Instantly share code, notes, and snippets.

@lewisrodgers
Last active April 4, 2018 17:00
Show Gist options
  • Save lewisrodgers/5520f7a5a2d2604b5a64509b6fc25e5c to your computer and use it in GitHub Desktop.
Save lewisrodgers/5520f7a5a2d2604b5a64509b6fc25e5c to your computer and use it in GitHub Desktop.
Deploying Cloud Functions to schedule a Python Dataflow pipeline.

Deploying Cloud Functions to schedule a Python Dataflow pipeline.

Use this as a guide. But instead of using the java runtime, we'll use python.

The setup can be accomplish with virtualenv to create an isolated environment.

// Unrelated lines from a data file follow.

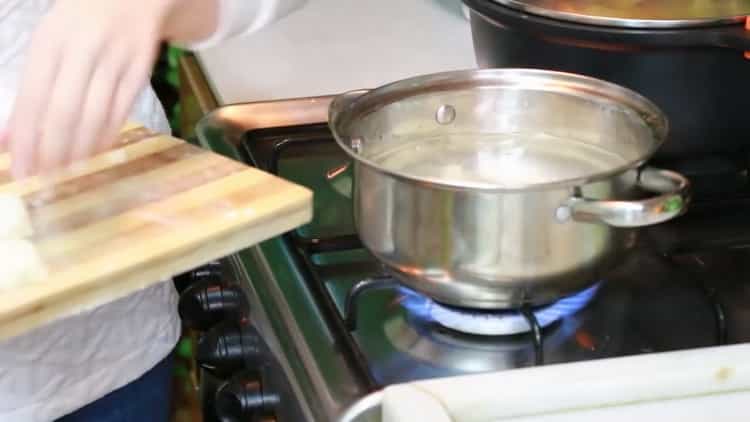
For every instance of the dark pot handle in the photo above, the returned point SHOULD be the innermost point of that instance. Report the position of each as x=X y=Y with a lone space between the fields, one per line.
x=672 y=201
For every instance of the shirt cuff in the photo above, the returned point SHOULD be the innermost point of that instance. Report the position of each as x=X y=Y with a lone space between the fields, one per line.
x=240 y=17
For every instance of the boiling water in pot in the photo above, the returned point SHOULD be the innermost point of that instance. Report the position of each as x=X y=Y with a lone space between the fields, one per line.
x=501 y=160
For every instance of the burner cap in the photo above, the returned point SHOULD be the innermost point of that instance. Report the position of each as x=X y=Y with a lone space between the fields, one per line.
x=506 y=322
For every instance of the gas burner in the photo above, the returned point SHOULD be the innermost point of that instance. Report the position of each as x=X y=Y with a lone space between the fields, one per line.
x=495 y=323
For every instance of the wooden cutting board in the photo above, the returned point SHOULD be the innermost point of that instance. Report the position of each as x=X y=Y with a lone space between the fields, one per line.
x=152 y=208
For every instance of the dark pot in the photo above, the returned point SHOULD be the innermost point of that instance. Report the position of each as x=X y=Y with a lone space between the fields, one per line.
x=697 y=75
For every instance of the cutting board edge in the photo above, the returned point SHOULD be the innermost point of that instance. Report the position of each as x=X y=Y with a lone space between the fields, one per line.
x=60 y=307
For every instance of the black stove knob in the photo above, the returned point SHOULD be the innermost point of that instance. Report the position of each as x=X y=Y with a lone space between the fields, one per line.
x=207 y=303
x=210 y=271
x=243 y=399
x=229 y=347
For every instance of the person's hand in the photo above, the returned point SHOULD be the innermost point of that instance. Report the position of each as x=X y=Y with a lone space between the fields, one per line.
x=88 y=61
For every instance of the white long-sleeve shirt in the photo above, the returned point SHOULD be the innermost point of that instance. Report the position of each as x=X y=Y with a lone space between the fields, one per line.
x=64 y=365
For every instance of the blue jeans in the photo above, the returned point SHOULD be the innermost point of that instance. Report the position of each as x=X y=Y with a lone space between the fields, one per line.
x=145 y=399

The project folder structure will look like this:

cloudfunction/
- index.js
- pipeline.py
- ENV/

So...

mkdir cloudfunction
cd cloudfunction
pip install virtualenv
virtualenv ENV

Install the Dataflow SDK (2.4.0) inside the virtual environment.

source ENV/bin/activate
pip install google-cloud-dataflow

Dump your Cloud Function index.js script and Dataflow pipline.py script into the project folder.

Now bundle all the files by compressing the contents of the cloudfunction/ folder into a single zip file.

It should go from this:

cloudfunction/
- index.js
- pipeline.py
- ENV/

To this:

cloudfunctions/
- bundled.zip

Deploy

Use your trigger type of choice when deploying.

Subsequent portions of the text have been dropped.